Ma proprio perché tanto “perfetti”, questi giocatori sono quelli che ti sorprendono di meno quando ti ritrovi a pochi passi da loro mentre si allenano o giocano. A livello pazzesco, con intensità ed esplosività incredibili, e precisione assurda, fanno però esattamente quello che uno si aspetterebbe. Novak colpisce elastico e leggero, ma contemporaneamente con una potenza che è difficile comprendere da dove arrivi, vista la costituzione non certo robusta e muscolata del serbo, Roger sembra un maestro di tennis, e come tale si muove e impatta, con la lieve differenza che non gestisce le pallette degli agonisti della SAT ma affronta catenate terrificanti, e altrettante ne spara, in apparente disinvoltura, come fosse la cosa più semplice del mondo.

Dopodiché, vai a vedere Rafael Nadal, e rimani a bocca aperta davvero. In particolare, per un motivo: il dritto. Tecnicamente, il famoso “reverse forehand” di Rafa, con finale in verticale, e conseguente produzione di migliaia di r.p.m. (giri al minuto) di rotazione in top-spin, è un colpo unico al mondo, ed è stato già abbondantemente analizzato dal punto di vista esecutivo e biomeccanico. Nessuna analisi, però, potrà mai rendere l’idea di cos’è vedersi arrivare un toppone a 140 chilometri all’ora e oltre 4000 r.p.m. dal vivo, da vicino, e a livello del terreno di gioco. Detta come va detta, se andiamo a scomporre il movimento dividendolo nelle sue componenti fondamentali, il caricamento (troppo basso), l’impatto (troppo arretrato), il follow-through (troppo strappato e non del tutto attraverso la palla), è difficile comprendere come Rafa non tiri un dritto dietro l’altro in tribuna. Ma mettendo insieme tutti i pezzi del puzzle, il risultato è uno dei drive più spaventosi della storia del tennis.

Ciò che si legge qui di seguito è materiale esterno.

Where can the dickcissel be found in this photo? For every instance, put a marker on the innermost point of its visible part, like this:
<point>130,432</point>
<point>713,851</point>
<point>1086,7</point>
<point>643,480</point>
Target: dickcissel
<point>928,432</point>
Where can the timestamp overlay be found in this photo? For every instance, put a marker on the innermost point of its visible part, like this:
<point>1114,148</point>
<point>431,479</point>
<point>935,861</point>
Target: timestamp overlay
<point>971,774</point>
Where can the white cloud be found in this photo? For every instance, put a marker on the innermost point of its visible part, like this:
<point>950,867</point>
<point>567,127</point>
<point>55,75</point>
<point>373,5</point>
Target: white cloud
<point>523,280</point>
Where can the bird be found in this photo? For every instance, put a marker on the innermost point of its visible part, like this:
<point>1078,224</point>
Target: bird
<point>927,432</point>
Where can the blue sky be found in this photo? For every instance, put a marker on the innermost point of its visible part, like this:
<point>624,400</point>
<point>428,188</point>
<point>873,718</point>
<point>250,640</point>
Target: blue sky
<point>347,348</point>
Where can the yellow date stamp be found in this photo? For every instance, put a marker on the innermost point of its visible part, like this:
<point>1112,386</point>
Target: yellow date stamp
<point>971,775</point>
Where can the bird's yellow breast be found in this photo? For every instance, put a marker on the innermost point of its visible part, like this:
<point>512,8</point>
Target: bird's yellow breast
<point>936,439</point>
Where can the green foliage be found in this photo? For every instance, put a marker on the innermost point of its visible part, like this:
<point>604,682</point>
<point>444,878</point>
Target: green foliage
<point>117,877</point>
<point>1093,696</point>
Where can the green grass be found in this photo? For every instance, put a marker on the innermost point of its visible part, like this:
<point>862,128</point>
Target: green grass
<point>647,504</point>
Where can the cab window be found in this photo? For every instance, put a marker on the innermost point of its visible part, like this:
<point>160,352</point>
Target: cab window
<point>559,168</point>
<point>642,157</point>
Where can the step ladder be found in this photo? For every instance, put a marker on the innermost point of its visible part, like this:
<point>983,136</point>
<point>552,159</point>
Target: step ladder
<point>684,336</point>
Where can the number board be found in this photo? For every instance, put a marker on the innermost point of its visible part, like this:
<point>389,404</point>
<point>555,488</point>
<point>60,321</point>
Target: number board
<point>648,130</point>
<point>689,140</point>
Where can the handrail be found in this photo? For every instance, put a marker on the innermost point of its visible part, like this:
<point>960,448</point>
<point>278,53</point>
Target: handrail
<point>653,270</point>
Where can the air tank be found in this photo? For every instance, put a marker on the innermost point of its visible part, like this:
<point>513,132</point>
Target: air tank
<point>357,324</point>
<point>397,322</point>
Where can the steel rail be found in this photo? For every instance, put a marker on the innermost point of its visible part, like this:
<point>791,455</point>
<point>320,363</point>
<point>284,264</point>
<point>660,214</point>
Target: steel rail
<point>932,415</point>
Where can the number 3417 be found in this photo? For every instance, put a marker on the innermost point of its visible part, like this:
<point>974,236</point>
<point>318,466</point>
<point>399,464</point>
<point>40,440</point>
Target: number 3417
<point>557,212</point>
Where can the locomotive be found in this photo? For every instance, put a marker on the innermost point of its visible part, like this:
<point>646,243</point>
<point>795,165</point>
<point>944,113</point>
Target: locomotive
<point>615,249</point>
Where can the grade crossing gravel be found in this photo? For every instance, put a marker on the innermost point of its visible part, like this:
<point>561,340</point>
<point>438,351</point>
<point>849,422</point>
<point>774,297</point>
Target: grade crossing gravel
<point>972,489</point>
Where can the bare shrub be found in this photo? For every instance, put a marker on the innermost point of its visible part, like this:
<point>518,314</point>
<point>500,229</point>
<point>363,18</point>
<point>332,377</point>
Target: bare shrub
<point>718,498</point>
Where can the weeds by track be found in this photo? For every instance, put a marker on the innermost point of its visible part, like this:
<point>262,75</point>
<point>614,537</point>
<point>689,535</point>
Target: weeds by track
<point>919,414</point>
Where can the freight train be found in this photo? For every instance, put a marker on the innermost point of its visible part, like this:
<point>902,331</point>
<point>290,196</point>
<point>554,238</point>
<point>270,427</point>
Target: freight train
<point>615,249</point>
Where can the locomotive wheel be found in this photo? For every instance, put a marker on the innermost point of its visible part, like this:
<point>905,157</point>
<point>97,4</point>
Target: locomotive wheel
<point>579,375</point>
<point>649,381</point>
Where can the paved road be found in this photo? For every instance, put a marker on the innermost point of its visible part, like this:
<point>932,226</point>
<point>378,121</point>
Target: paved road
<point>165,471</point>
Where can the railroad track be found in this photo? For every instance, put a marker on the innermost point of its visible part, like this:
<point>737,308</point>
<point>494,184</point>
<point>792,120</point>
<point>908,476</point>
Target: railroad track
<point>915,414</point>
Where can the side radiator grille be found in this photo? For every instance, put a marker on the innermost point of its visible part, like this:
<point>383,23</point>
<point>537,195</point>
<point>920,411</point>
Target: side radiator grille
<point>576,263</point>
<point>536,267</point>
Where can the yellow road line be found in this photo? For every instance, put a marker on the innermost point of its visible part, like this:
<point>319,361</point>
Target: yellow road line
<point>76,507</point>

Quando vedi un giocatore piazzarsi bene dietro la palla, preparare in anticipo, scatenare con il timing perfetto la rotazione busto spalle, non ti serve nemmeno vedere quello che succede dopo per immaginare, prevedere, che sta per partire una gran botta. Allo stesso modo, quando si è abituati a cogliere i dettagli e il ritmo dello scambio, si riesce a capire con qualche frazione di secondo di anticipo se un colpo verrà fallito, o perlomeno non spinto e piazzato in modo ottimale, guardando i passi e gli appoggi, e l’asse di equilibrio. Con Rafa, al contrario, spesso è quasi impossibile. Lo vedi in arretramento, fuori equilibrio, e in ritardo nella preparazione: ok, pensi, se sei l’avversario, il punto è mio. E invece, di pura reazione e spinta di ginocchia, e velocità di braccio, parte l’uncinata a rientrare, che passa magari un metro e mezzo sopra la rete, per poi tuffarsi come una biscia incazzata verso il campo, velocità e rotazione al massimo, neanche fosse telecomandata. Assistere a una sessione di allenamento di Nadal sui recuperi e sui passanti di dritto, da vicino e di fianco, è una cosa assolutamente memorabile. Da una tecnica esecutiva solo apparentemente sgraziata Rafa produce dei missili talmente carichi che l’effetto ottico fa sembrare che la palla si allunghi nell’aria, diventando una scia gialla, e quando tocca il campo, dopo il rimbalzo scatta in avanti ancora più veloce, come avesse una molla incorporata.

Per parecchi mesi, questo incredibile e personalissimo “giocattolo”, con cui Nadal si è portato a casa 14 Slam, si era rotto. Poco profondo, poco carico, variazione in lungolinea praticamente dimenticata. Non so cosa non funzionasse, proprio perché tecnicamente il gesto e l’esecuzione in allenamento sembravano efficacissimi, mentre in partita le traiettorie si accorciavano di tre metri. A mio avviso, la questione era mentale più che fisica, e in quei casi c’è poco da fare, salvo continuare a lavorare e allenarsi, attendendo che ritorni la fiducia e la convinzione nei propri mezzi. E rimango anche convinto che il miglior Rafa, quello che su terra battuta faceva giocare tutti gli altri per il secondo posto, sia passato. In ogni caso, riavere un Nadal competitivo va considerato un regalo per tutti gli appassionati, esattamente come il fatto di avere ancora un Federer ad altissimi livelli. Novak Djokovic rimane favorito (e ci mancherebbe altro), ma i prossimi Masters 1000 su terra, e il Roland Garros, promettono di offrire un grande spettacolo.